Ponerse en el seguimiento de Jesús significa tomar la propia cruz – todos la tenemos… –  para acompañarlo en su camino, un camino incómodo que no, no es el del éxito, de la gloria pasajera, sino el que conduce a la verdadera libertad, la que nos libera del egoísmo y del pecado.

Se trata de realizar un neto rechazo de aquella mentalidad mundana que pone el propio “yo” y los propios intereses en el centro de la existencia: y no, ¡eso no es lo que Jesús quiere de nosotros! En cambio Jesús nos invita a perder la propia vida por Él, por el Evangelio, para recibirla renovada, realizada, y auténtica.

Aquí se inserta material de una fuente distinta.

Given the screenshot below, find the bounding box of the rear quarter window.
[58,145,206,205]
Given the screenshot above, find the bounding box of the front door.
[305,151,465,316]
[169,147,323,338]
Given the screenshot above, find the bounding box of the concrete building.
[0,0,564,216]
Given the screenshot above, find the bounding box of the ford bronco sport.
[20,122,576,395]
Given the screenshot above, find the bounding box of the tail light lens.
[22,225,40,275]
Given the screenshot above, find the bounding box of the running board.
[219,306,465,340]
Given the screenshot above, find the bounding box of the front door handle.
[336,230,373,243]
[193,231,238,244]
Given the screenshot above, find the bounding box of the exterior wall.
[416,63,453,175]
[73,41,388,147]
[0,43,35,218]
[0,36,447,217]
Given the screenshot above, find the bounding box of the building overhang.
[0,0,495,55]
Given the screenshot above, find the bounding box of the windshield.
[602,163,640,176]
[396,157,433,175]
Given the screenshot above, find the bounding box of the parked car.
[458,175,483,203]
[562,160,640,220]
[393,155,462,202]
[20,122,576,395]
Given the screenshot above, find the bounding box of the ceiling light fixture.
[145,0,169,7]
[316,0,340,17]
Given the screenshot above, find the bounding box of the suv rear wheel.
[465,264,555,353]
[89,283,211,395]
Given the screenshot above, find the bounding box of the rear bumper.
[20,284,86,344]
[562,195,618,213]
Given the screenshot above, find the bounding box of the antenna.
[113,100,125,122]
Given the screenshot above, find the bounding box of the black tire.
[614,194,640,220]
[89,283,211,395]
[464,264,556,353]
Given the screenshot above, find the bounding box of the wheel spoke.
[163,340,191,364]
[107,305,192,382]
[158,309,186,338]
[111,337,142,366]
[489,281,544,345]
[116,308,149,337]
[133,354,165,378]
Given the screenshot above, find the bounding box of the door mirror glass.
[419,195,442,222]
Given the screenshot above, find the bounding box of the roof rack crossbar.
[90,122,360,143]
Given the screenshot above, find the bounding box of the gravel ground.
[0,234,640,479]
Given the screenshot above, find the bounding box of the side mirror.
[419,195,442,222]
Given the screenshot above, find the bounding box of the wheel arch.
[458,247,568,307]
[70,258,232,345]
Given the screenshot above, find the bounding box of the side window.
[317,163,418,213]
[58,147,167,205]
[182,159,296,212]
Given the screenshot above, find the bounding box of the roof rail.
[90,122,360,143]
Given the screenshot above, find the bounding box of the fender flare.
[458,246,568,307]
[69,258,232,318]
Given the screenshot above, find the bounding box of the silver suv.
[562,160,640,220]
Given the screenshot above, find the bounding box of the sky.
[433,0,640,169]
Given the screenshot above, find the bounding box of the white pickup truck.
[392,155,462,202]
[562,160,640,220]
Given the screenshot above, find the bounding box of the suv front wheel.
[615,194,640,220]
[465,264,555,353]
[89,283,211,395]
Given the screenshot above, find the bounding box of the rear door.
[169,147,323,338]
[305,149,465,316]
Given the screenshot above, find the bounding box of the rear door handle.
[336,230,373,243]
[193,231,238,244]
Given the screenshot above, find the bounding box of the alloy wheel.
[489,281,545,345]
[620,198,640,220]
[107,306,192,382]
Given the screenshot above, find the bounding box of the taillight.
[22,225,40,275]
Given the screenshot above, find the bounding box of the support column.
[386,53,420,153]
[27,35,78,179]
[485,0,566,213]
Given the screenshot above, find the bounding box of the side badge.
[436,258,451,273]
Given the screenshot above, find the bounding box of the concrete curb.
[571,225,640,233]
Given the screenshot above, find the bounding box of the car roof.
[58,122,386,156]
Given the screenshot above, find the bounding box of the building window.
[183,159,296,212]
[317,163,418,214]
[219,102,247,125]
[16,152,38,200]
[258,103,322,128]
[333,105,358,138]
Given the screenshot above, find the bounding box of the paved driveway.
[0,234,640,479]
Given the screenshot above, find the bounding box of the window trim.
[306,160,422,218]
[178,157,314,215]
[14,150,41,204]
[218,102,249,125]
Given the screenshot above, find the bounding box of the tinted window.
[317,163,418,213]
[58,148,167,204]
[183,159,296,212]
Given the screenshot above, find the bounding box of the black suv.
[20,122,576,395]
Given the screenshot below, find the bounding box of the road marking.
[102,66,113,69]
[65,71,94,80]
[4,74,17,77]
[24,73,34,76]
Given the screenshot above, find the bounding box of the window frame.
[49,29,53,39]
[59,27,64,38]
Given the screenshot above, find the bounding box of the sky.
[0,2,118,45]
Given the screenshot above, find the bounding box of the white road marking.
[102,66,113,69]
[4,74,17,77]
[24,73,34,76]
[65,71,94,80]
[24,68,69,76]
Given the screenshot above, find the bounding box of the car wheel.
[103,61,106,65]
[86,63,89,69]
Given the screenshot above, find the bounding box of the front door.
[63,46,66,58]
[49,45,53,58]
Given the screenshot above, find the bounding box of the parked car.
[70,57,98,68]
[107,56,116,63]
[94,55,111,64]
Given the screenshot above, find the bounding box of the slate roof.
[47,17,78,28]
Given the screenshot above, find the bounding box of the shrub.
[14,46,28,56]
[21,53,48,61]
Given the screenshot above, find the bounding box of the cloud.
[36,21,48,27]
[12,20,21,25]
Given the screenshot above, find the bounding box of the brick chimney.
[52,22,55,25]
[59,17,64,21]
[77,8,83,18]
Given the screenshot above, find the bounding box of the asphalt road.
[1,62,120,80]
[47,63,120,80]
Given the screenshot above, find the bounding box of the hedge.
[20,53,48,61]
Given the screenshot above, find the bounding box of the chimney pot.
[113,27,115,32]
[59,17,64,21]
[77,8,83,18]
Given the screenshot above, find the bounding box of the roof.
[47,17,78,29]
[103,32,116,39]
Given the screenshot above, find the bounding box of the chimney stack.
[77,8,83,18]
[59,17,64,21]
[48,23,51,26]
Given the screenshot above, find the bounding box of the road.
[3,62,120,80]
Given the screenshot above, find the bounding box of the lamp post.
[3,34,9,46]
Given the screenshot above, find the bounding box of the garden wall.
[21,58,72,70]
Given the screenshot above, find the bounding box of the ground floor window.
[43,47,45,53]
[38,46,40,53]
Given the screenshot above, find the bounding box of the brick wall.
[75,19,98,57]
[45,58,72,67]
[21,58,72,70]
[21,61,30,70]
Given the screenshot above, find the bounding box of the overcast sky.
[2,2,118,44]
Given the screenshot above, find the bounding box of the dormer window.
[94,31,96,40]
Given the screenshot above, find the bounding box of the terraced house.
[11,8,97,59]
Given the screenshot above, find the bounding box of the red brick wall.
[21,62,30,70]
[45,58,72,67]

Estamos seguros, gracias a Jesús, que este camino conduce, al final, a la resurrección, a la vida plena y definitiva con Dios. Decidir seguirlo a Él, a nuestro Maestro y Señor que se ha hecho Siervo de todos, exige caminar detrás de Él y escucharlo atentamente en su Palabra –  acuérdense: leer todos los días un pasaje del Evangelio – y en los Sacramentos.

Hay jóvenes aquí, en la plaza: chicos y chicas. Yo sólo les pregunto: ¿han sentido ganas de seguir a Jesús más de cerca? Piensen. Recen.  Y dejen que el Señor les hable.

Que la Virgen María, que ha seguido a Jesús hasta el Calvario, nos ayude a purificar siempre nuestra fe de falsas imágenes de Dios, para adherir plenamente a Cristo y a su Evangelio.